All chafing dishes are created pretty equal, with exception of style.
You'll want plenty of fuel. Most common are the 2 hour gel fuel canisters, although you may be able to find 4 hour.


----------



## renique_2000

thanks. Now as far as quantity how should I configure the amount to serve? Again its for 50 people but pasta dishes will serve as sides.


----------



## ed buchanan

If it's pastas only and 5 hours figure 1 Pound for 5 people. Try to stay away from fettucinni or spaghetti it will get gummy . Use rigatonni or any wide large pasta. Try a tomato vodka sauce and rigatonni. What Jim says is right 5 hours under fire is a long time.eace:


----------



## shroomgirl

Renique,
from your profile it looks like you are not a professional caterer...
I can't remember EVER having a savory only buffet out for 5 hours. Most are set up so that appetizers come out, then dinner is 1.5ish hours.....50 is not a big number they should be able to get through it in 30 minutes and come back for seconds. Then it gets removed and there's dessert. This way your food stays in a quality safety zone (or at least there is more of a chance of that happening than 5 hours of hot food.)
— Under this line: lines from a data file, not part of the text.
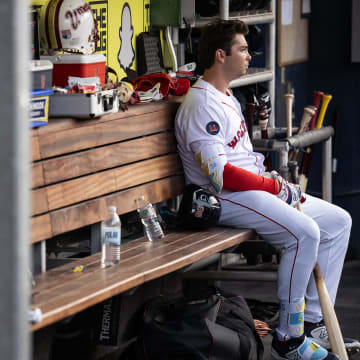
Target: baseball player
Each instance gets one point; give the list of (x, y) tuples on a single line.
[(217, 154)]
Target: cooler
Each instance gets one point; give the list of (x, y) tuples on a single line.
[(41, 71), (39, 107), (79, 65)]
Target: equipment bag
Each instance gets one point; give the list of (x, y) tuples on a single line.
[(210, 327)]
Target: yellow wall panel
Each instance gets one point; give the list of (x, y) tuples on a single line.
[(119, 23)]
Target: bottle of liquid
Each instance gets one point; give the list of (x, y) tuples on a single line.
[(149, 219), (110, 238)]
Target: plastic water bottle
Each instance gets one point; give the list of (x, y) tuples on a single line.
[(149, 219), (110, 238)]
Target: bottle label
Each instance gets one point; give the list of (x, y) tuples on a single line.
[(111, 236), (147, 213)]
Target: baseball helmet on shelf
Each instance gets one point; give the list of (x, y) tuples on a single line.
[(199, 209), (67, 25)]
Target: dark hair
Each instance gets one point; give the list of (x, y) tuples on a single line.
[(218, 34)]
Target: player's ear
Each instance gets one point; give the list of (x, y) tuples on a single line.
[(220, 55)]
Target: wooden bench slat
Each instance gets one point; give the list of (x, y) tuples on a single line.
[(101, 133), (157, 259), (37, 175), (98, 159), (92, 211)]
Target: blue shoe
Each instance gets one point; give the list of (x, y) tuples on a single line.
[(300, 348), (317, 333)]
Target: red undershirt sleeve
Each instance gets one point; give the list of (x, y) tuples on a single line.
[(237, 179)]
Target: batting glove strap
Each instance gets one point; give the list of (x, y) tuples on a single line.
[(290, 193)]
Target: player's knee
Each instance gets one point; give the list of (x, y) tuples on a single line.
[(346, 219), (310, 237)]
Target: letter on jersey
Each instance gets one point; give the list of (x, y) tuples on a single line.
[(212, 160)]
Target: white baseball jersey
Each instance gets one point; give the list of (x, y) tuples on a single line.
[(208, 115), (319, 233)]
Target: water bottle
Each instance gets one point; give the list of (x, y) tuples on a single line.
[(110, 238), (149, 219)]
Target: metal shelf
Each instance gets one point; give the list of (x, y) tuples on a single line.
[(249, 17), (254, 75)]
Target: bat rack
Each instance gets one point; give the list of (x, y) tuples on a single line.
[(282, 147)]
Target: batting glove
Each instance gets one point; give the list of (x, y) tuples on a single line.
[(290, 193)]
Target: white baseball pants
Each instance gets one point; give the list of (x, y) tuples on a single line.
[(319, 233)]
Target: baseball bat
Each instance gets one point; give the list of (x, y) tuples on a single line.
[(325, 102), (250, 109), (308, 113), (327, 308), (306, 161), (263, 119), (289, 100), (317, 99)]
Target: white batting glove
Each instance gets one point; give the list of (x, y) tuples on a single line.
[(273, 175), (290, 193)]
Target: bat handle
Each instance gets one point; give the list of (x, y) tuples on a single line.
[(325, 102), (317, 98), (289, 100), (250, 109), (305, 120)]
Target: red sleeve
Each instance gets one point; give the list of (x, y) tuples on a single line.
[(237, 179)]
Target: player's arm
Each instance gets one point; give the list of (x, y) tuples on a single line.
[(221, 174)]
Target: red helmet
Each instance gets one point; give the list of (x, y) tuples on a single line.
[(67, 25)]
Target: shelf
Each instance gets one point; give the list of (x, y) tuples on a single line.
[(249, 17), (254, 75)]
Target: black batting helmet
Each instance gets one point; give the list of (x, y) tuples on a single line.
[(199, 209)]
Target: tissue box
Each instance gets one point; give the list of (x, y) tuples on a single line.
[(39, 107)]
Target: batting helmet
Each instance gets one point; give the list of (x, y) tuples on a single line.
[(199, 209)]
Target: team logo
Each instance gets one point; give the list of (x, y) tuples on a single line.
[(212, 128), (66, 34)]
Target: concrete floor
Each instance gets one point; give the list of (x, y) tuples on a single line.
[(347, 304)]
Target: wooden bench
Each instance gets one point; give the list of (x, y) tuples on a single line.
[(82, 166)]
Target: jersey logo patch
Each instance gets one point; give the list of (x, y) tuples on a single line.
[(212, 128)]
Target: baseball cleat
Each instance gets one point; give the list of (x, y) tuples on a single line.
[(317, 333), (300, 348)]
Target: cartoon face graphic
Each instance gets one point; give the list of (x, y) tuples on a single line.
[(126, 53)]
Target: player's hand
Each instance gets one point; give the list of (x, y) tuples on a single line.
[(290, 193), (273, 175)]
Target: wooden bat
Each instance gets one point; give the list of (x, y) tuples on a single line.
[(263, 119), (317, 99), (289, 100), (325, 102), (308, 113), (306, 161)]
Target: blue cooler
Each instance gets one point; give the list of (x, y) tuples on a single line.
[(39, 107)]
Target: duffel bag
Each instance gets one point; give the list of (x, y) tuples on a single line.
[(214, 326)]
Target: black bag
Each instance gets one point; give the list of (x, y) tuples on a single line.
[(211, 327)]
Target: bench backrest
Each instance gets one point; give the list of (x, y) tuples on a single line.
[(79, 167)]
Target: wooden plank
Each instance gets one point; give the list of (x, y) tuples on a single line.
[(37, 175), (76, 296), (95, 185), (40, 228), (110, 156), (101, 133), (156, 259), (93, 211), (39, 203)]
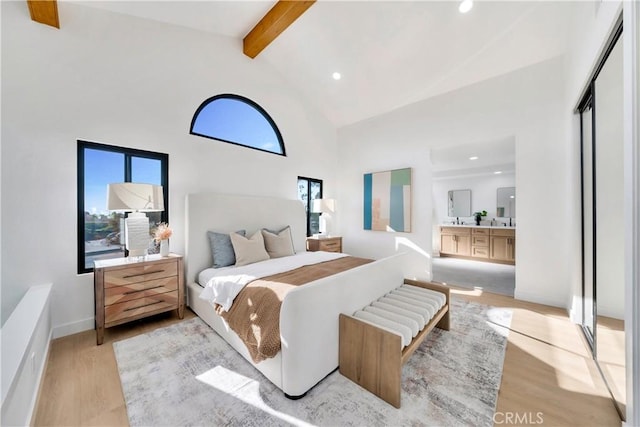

Knowing how to preserve food safely is one of the big parts of being a caterer. That's why people hire us. Thanks for you questions, welcome to Cheftalk.


----------



## renique_2000

shroomgirl,

Thanks for responding. Obviously I am not claiming to be a professional chef, hence my profile. I was looking for advice, from professionals, not smart #@#comments from non-professionals. In the future you should try to stick to the topic at hand when commenting and leave your smart comments to yourself i.e. "that's why they hire us". Thanks again.


----------



## just jim

renique,

Easy.
The one difficulty I see with the boards is newcomers wanting to get opinions from professionals, and the natural inclination is to pose their question in the professional section, even though the rules are clearly listed.
I'll admit that I would probably do the same.
Some here are somewhat hard-nosed about the policy, others not so much.
Being hard nosed isn't a put down, rules are rules.
Moderators especially will bring this up when noted, it's their responsibility.

You may have received the same help in the non-professional section just as readily, but maybe not, as some pro's don't post much in that section.

shroom did include useful information for you.

Ease up a bit, the holidays are going to be stressful enough.
Good luck to you on your project.


----------



## shroomgirl

Renique, 
as moderator I could have moved your post but chose not to.....this forum is for professionals.....you wanted our input you got it. 5 hours of hot food has got safety issues all over it. 

"Professional Catering Forum Professional caterers can share their experiences and ideas here."


----------



## just jim

5 hours at the proper temperature isn't that big of a safety issue, more of a quality issue.
But, keeping in mind that renique isn't a pro, very possible that the proper temperature will not be maintained.


----------



## petemccracken

IMHO, there are two questions: food safety and edibility.

There is the additional question of "non-pofessonals" posting in the "professionals only forums".

Food safety wise, at least in Tulare county, California, as long as you keep the food temperature above 135°F, you've met the food safety requirement.

Whether it will be "edibale" is an entirely separate question. IMHO, that is a lost cause.


----------